A lot can change between now and January and it may seem that drafting in September and October could be a waste of time. After all, a legislator may need to significantly change, update, or even withdraw a bill draft before introduction. But that’s okay, because it’s usually easier and faster to revise or rewrite an existing bill draft than to create it from scratch at the last minute. Even if a legislator finds that he or she must withdraw a bill request, he or she doesn’t lose the benefits of early drafting efforts.


  • Early interim bill drafting allows a legislator and the bill’s stakeholders more time to make informed decisions about the bill’s content.
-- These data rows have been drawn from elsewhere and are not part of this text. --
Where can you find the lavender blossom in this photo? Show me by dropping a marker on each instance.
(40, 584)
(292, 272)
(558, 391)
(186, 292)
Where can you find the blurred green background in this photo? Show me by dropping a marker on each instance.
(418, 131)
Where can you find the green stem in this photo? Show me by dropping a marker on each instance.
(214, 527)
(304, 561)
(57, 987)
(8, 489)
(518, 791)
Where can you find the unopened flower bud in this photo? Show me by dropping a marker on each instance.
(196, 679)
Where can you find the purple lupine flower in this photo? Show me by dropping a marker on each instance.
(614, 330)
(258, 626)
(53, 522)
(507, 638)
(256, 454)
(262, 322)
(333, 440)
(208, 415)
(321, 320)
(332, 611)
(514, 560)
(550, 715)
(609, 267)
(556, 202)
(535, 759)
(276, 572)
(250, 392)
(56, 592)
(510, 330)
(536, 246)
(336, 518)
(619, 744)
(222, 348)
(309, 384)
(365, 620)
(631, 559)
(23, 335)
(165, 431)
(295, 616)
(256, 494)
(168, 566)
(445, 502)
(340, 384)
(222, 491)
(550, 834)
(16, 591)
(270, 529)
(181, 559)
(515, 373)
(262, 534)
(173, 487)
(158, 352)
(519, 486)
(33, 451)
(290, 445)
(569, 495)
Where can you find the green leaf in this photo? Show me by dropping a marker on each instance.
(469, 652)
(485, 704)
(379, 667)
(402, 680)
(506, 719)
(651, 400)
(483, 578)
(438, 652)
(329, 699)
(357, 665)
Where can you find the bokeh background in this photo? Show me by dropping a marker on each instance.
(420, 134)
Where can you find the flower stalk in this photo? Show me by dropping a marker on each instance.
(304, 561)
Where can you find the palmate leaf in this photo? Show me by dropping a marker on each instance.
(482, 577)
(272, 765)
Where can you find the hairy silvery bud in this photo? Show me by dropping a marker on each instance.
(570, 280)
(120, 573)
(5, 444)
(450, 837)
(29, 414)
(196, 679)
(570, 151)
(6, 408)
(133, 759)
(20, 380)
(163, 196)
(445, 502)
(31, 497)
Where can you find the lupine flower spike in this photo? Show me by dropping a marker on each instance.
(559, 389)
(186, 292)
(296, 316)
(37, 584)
Early interim drafting may require legislators to set some internal production deadlines to keep the bill draft moving along, especially when working with larger groups of stakeholders and constituents.
  • With a bill draft in hand, even if it’s only an initial draft, a legislator is better equipped to know whether to introduce the bill, who to approach for second house sponsorship, and where the bill fits best in his or her bill introduction order.
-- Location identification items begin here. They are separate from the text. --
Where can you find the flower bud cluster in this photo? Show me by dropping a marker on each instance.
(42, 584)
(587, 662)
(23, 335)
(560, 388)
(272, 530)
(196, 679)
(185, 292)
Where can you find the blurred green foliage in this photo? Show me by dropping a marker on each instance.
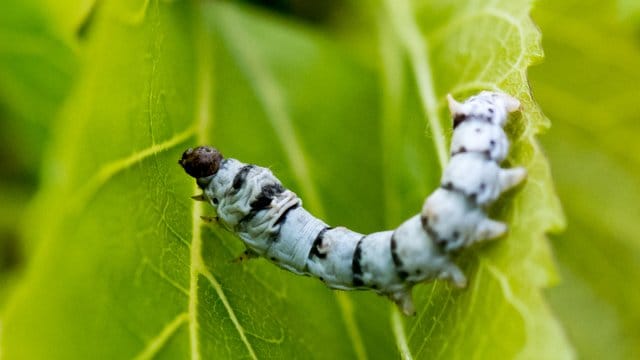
(99, 98)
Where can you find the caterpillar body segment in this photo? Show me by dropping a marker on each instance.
(271, 221)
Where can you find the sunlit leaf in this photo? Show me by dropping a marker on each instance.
(125, 263)
(589, 87)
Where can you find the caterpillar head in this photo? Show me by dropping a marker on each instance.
(489, 106)
(201, 162)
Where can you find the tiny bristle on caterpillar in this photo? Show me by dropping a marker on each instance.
(272, 223)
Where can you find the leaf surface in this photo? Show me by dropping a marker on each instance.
(588, 86)
(126, 265)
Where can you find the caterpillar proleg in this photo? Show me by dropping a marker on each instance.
(270, 219)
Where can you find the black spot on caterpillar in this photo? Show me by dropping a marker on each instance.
(271, 222)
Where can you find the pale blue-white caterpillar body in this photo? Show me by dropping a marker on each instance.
(270, 219)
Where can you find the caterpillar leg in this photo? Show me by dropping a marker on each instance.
(509, 178)
(404, 300)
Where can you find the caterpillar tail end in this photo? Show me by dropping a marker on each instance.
(209, 219)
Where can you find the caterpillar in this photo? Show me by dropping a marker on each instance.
(270, 220)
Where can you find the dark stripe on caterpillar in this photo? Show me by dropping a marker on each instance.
(263, 200)
(397, 262)
(271, 221)
(283, 217)
(356, 269)
(241, 177)
(317, 244)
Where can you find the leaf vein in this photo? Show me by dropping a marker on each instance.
(157, 343)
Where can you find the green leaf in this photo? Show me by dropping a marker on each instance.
(461, 49)
(594, 151)
(36, 64)
(125, 267)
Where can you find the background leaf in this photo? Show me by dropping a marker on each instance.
(124, 262)
(588, 86)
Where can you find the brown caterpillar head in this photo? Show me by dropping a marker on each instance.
(201, 162)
  • Often it is impossible to determine if a bill request is identical or substantially similar to another legislator’s bill request until draft language is available. By having drafts completed earlier in the interim, staff can more easily identify duplicate bills and the legislator can decide whether to proceed or replace the request sooner. (See Ask OLLS posting “What happens if I make the same bill request as another legislator?”)
  • If a legislator has his or her bill drafted in the fall, he or she may authorize a fiscal analyst to provide an early estimate of how much the bill may cost. Knowing how expensive a bill may be before it’s introduced enables the legislator to consider changes before the bill is introduced and becomes public.
  • The ability to review drafts of bills before the December 1 deadline is one of the best reasons to use more of the interim to develop and draft bills. If a legislator must decide whether to withdraw and replace one or more bill requests, then it’s best to make that decision before the first bill request deadline when the rules allow greater flexibility in making and replacing bills.